A Reflection on My First Semester: Staying Focused on the Big Picture

School is always a bit of a bubble: something that quickly becomes your entire world and focus. This dynamic is especially true at law school, where balancing the intense schedule of classes, assignments, and reading is frequently compared to attempting to “drink from a fire hose.” Even having been out of school for six years, it was still amazing how quickly I found myself being sucked back into the bubble of campus and studying.

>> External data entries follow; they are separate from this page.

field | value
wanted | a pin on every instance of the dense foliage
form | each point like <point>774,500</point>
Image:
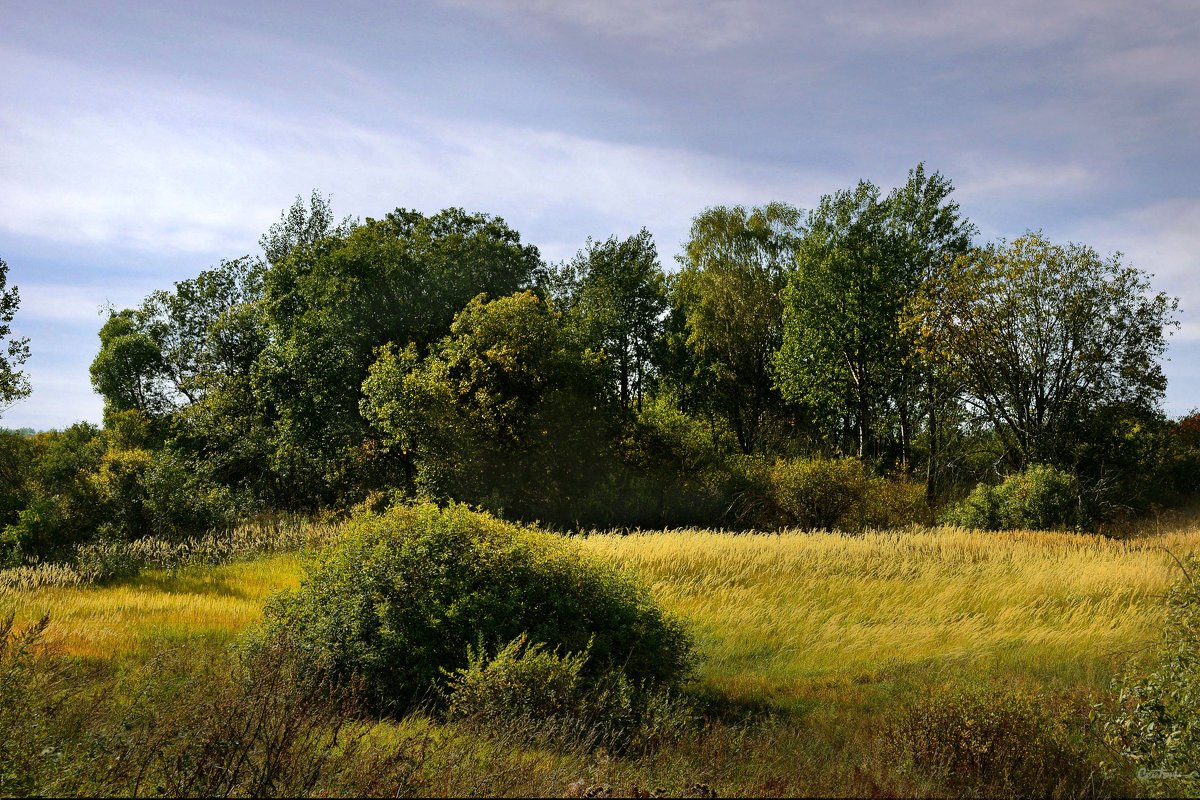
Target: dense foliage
<point>438,356</point>
<point>407,594</point>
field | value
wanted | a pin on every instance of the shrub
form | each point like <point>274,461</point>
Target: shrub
<point>1041,498</point>
<point>1153,721</point>
<point>24,691</point>
<point>405,594</point>
<point>843,493</point>
<point>543,693</point>
<point>990,743</point>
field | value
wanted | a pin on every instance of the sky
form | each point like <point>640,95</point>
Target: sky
<point>142,143</point>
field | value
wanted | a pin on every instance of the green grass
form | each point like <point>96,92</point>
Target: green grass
<point>810,644</point>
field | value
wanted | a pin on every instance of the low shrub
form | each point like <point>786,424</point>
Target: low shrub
<point>405,595</point>
<point>1041,498</point>
<point>546,695</point>
<point>844,494</point>
<point>189,723</point>
<point>990,743</point>
<point>1153,720</point>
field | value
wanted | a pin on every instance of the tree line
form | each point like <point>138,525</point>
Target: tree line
<point>442,356</point>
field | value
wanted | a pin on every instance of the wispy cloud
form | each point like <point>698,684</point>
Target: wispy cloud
<point>167,168</point>
<point>669,25</point>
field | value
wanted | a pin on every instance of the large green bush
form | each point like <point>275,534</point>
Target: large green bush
<point>406,594</point>
<point>1041,498</point>
<point>1153,721</point>
<point>844,494</point>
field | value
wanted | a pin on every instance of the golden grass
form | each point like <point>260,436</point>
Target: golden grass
<point>107,621</point>
<point>777,609</point>
<point>773,612</point>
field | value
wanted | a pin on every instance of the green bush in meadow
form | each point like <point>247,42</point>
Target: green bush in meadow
<point>407,594</point>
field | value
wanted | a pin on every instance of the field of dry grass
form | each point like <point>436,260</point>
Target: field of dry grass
<point>811,644</point>
<point>773,609</point>
<point>769,609</point>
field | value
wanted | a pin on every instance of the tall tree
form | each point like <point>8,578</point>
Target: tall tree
<point>729,290</point>
<point>331,304</point>
<point>1047,336</point>
<point>492,414</point>
<point>616,296</point>
<point>13,383</point>
<point>846,350</point>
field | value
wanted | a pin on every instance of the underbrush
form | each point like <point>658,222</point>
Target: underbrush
<point>406,594</point>
<point>989,741</point>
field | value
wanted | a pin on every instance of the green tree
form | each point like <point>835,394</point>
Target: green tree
<point>492,415</point>
<point>1045,336</point>
<point>846,349</point>
<point>13,383</point>
<point>129,368</point>
<point>616,295</point>
<point>729,294</point>
<point>333,302</point>
<point>301,227</point>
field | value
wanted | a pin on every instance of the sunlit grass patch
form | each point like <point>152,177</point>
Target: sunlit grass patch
<point>775,609</point>
<point>215,602</point>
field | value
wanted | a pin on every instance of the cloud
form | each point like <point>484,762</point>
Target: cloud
<point>981,175</point>
<point>1162,238</point>
<point>167,168</point>
<point>673,25</point>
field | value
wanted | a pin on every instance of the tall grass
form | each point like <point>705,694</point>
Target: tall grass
<point>839,649</point>
<point>777,608</point>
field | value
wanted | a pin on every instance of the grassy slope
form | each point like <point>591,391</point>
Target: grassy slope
<point>780,611</point>
<point>772,611</point>
<point>839,631</point>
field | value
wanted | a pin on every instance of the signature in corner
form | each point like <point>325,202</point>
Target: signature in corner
<point>1162,774</point>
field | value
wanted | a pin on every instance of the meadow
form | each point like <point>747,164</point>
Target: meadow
<point>813,644</point>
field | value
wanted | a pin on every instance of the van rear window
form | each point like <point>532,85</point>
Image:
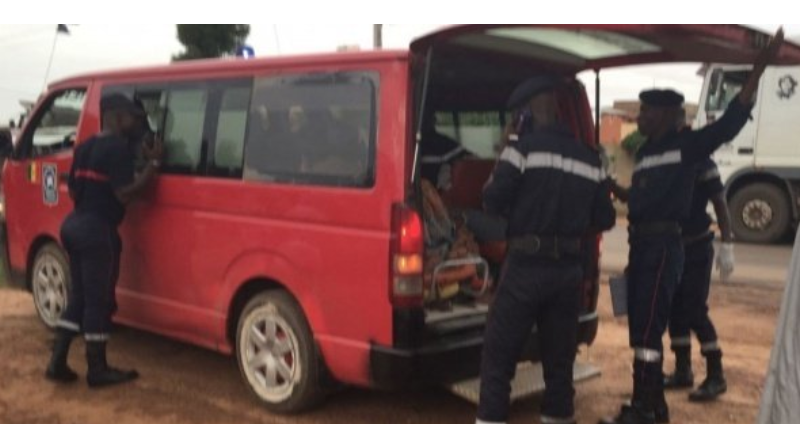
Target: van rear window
<point>316,129</point>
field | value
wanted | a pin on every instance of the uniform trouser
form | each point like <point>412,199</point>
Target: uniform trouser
<point>690,305</point>
<point>532,291</point>
<point>654,272</point>
<point>94,248</point>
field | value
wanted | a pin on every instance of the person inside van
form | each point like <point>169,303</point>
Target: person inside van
<point>272,140</point>
<point>336,147</point>
<point>101,182</point>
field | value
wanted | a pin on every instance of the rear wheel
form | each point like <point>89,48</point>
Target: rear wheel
<point>277,355</point>
<point>50,283</point>
<point>760,213</point>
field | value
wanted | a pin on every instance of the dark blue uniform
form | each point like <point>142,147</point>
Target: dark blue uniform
<point>552,189</point>
<point>690,305</point>
<point>660,200</point>
<point>100,166</point>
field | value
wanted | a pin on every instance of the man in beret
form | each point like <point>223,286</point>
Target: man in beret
<point>658,201</point>
<point>101,182</point>
<point>553,191</point>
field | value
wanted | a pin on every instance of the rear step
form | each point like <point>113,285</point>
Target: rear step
<point>529,381</point>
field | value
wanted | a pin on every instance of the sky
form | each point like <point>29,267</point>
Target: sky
<point>93,47</point>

Staying focused on the bigger picture is something I struggled with during my first semester of 1L. While I enjoy the study of law as an academic exercise, I’m not really someone who luxuriates in the minutiae of case law. My decision to come to law school was not driven by the joy of wrestling with esoteric doctrine, reading 150-year-old cases, or basking in Latin maxims; rather, it was the realization that law was often the only route to change. For me, the intellectual challenge of studying law has always been secondary to learning how to use the law as a functional tool to support the causes and communities I care about.

Bridging the gap between academic study and real-world application is often difficult, particularly during 1L year where almost all of your time is spent on doctrinal classes, with their inherent rigidities and what can feel like an almost willful lack of nuance and consideration of the complexities of individual circumstance. At the same time, the pace and intensity of the workload naturally incentivizes an over-simplification and focus on the concrete at the expense of the amorphous. As a result, at times I found myself being pulled further away from my real-world grounding and sometimes even forgetting that there was a larger purpose to being at law school: becoming a lawyer.

At the start of December, having studiously avoided many warnings not to leave my summer internship applications to the last minute, I got up at four in the morning to finish my applications for the Massachusetts Law School Consortium (MLSC) Government & Public Interest Interview Program. Having spent the semester feeling perennially behind, my initial reaction to learning of this looming deadline was: “What, I’m expected to try to find a job as well?” However, I actually really enjoyed putting together my applications, researching different employers and exploring different options for summer internships. It gave me a chance to reflect on the skills I have learned in just one semester, and the steps I am taking to work towards my future career. 

Job searches, networking, and extra-curricular events can easily become just one more thing to do and can feel like a distraction from the main job of studying, but I have rapidly learned they are arguably the most important part of law school. Some of my most meaningful experiences during my first semester came from moments that directly connected my studies and time at BC to my role as a future practitioner, whether this was completing my first Law Practice memo, attending the Public Interest Retreat, putting together internship applications, or attending the many on-campus events and discussions laid on by student organizations. These were events where I got to meet other students outside classes and learn from practicing lawyers, and – even if just through osmosis – begin to feel more like a future attorney. This is a feeling I’m going to hold on to as I enter into my second semester of 1L.